Active Learning

Active learning aims at creating training data for classification algorithms in a very efficient manner, for cases in which a large amount of unlabeled data is available but labels are not. Labeling such data is usually time-consuming and expensive. To avoid having to label the entire dataset, active learning selectively chooses data points that are assumed to improve the model. This is done iteratively, in a process that alternates between an algorithm selecting data to label, and a human annotator who assigns the true labels to given samples. The goal here is to maximize the quality of the model while keeping the annotation efforts at a minimum. A comprehensive introduction to active learning can be found in (Settles, 2010) [Set10].

Components

An active learning process encompasses several, usually interchangeable components: An initalization strategy, a classifier, a query strategy, and (optionally) a stopping criterion.

A schematic of component types within an active learning setup.

A schematic of component types within an active learning setup.

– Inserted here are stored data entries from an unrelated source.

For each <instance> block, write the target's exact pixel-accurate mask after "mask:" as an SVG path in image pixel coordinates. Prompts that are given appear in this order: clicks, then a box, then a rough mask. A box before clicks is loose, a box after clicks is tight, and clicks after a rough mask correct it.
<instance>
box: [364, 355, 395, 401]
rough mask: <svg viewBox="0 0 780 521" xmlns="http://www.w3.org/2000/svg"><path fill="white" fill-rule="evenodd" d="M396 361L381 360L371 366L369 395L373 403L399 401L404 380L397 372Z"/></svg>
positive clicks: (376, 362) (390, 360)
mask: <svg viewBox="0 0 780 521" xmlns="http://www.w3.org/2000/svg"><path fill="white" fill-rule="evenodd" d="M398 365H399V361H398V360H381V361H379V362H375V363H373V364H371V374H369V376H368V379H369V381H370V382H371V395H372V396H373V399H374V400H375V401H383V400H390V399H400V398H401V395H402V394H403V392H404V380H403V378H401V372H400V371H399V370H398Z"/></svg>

You can mix and match these around the PoolBasedActiveLearner which results in a full active learning setup in just a few lines of code. In some cases, however, there may be conceptually incompatible components, e.g. a gradient-based query strategy requires a classifier that has gradients, but in general the library does not impose any restrictions.

Initialization Strategies

While there are exceptions, in many cases you will already need an initial model to apply a query strategy. This may sound like a contradiction, since you are using active learning to create a model in the first place, but usually a weak model using very few training instances suffices.

  • In a practical settings this can be solved by manually labeling some instances for each class.

  • In the experiment setting, we simulate the choice of the initial samples.

For the latter case, we use initalization strategies, which select an initial set of documents. They are just sampling methods which take the label distribution into account.

Query Strategies

Query strategies decide which instances from the pool of unlabeled data will be labeled next. They are the most critical component as they influence both the effectiveness as well as the efficiency. Moreover, they exists in many different forms, which can yield different results and varying runtimes. In case you are not sure which one to choose: Uncertainty-based query strategies [LG94] have been shown to be a strong (and conceptually simple) baseline for both traditional and modern [SNP22] classification models.

Stopping Criteria

How often do we need to query the dataset? Stopping criteria give you an indication whether the active learning process should be stopped or not.